Conclusion
GOLPH3 promotes proliferation capacity in LADC through activating the Wnt/β-catenin signaling pathway.
Methods
The level of GOLPH3 was performed by quantitative real time (qRT)-PCR, Western blot and immunohistochemistry. Patient survival rate was analyzed by Kaplan-Meier method. MTT was used to detect cell viability. The levels of p-serine/threonine-protein kinase (Akt), Akt, p-p65, p65 and β-catenin were determined by Western blot. Cell apoptosis was tested using flow cytometry.

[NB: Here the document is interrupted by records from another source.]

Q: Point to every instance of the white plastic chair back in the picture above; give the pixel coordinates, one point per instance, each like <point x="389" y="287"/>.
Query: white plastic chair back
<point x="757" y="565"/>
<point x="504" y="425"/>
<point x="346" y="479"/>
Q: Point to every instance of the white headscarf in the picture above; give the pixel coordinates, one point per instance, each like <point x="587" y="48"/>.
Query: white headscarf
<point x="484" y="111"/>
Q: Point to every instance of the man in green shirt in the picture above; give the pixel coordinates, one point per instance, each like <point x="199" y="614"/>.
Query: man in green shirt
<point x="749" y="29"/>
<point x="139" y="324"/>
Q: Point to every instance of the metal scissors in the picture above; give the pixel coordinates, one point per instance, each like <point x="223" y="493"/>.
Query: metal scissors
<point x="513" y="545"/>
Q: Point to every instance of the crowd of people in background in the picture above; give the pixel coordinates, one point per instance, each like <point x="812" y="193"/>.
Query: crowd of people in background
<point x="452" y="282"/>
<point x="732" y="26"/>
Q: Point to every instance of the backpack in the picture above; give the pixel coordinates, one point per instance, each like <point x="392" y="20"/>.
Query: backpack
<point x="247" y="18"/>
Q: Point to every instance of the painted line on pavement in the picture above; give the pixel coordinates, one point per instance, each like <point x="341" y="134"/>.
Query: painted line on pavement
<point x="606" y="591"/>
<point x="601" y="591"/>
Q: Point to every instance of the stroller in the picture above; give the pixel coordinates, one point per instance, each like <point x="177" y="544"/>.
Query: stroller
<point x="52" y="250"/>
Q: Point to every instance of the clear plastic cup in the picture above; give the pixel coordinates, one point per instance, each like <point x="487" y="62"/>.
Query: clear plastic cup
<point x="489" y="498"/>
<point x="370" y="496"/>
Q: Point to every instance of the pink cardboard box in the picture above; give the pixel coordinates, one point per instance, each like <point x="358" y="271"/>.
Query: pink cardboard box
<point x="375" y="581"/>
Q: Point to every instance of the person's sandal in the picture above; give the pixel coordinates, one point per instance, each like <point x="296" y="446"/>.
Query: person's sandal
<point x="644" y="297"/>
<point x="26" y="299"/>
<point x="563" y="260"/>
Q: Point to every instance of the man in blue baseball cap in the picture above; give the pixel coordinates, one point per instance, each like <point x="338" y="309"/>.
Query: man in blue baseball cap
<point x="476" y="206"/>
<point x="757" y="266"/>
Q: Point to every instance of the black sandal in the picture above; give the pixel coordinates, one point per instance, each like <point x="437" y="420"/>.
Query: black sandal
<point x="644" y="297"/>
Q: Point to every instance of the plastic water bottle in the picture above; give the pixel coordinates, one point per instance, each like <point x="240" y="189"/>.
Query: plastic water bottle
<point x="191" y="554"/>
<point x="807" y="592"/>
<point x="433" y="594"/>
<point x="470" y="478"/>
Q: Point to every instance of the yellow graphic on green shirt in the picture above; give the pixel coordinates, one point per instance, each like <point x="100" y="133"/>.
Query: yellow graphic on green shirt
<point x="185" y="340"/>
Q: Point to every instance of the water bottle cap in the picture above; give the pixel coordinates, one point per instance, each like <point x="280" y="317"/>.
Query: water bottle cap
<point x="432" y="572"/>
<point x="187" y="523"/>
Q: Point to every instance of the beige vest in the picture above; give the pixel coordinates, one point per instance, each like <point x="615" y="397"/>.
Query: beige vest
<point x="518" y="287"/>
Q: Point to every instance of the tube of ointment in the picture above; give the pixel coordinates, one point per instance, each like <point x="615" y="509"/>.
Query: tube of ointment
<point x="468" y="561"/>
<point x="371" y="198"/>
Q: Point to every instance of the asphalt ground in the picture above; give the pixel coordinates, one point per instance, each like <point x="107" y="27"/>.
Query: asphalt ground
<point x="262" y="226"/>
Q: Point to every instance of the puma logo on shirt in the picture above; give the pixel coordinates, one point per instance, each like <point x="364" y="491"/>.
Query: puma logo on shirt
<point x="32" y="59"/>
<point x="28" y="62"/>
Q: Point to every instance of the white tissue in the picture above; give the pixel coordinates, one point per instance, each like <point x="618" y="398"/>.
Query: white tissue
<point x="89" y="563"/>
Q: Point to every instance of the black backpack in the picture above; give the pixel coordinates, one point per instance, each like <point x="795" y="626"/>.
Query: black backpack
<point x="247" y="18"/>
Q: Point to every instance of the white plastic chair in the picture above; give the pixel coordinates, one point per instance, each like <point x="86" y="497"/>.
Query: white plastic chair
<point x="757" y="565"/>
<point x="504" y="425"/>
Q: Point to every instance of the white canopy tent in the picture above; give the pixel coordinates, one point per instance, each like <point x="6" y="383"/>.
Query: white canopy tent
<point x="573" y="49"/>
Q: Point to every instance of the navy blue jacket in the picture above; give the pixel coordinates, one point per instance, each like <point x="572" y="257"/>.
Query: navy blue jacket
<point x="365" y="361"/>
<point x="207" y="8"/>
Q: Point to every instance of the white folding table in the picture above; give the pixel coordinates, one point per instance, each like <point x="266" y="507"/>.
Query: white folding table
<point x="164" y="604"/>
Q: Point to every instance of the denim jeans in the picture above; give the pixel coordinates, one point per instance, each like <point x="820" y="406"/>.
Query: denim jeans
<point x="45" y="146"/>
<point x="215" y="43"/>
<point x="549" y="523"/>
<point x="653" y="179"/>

Angiogenesis was determined by in vitro angiogenesis assay. qPCR and Western blot were performed to identify apoptotic protein B-cell lymphoma 2 (Bcl-2)/Bcl-2-associated X protein (Bax) and vascular endothelial growth factor (VEGF).
Purpose
We aim to investigate the role of Golgi phosphoprotein 3 (GOLPH3) and the possible regulation mechanism underlying lung adenocarcinoma (LADC).
Results
GOLPH3 was highly expressed in LADC cell lines and tissues and was significantly correlated with poor overall survival among patients with LADC. Furthermore, GOLPH3 expression was reduced in A549 and H23 cells in a cisplatin-dependent manner. Silencing of GOLPH3 enhanced inhibition of A549 and H23 cells by cisplatin and suppressed the protein expression of p-Akt, while p-p65 expression remained stable. However, overexpression of GOLPH3 weakened the inhibition of A549 and H23 cells by cisplatin and improved the protein expression of p-Akt, while p-p65 expression remained stable. XAV939, an inhibitor of Wnt/β-catenin signaling pathway, decreased GOLPH3 overexpression-induced proliferation and enhanced cisplatin-induced angiogenesis inhibition and apoptosis, which was supported by the changes of VEGF, Bax and Bcl-2.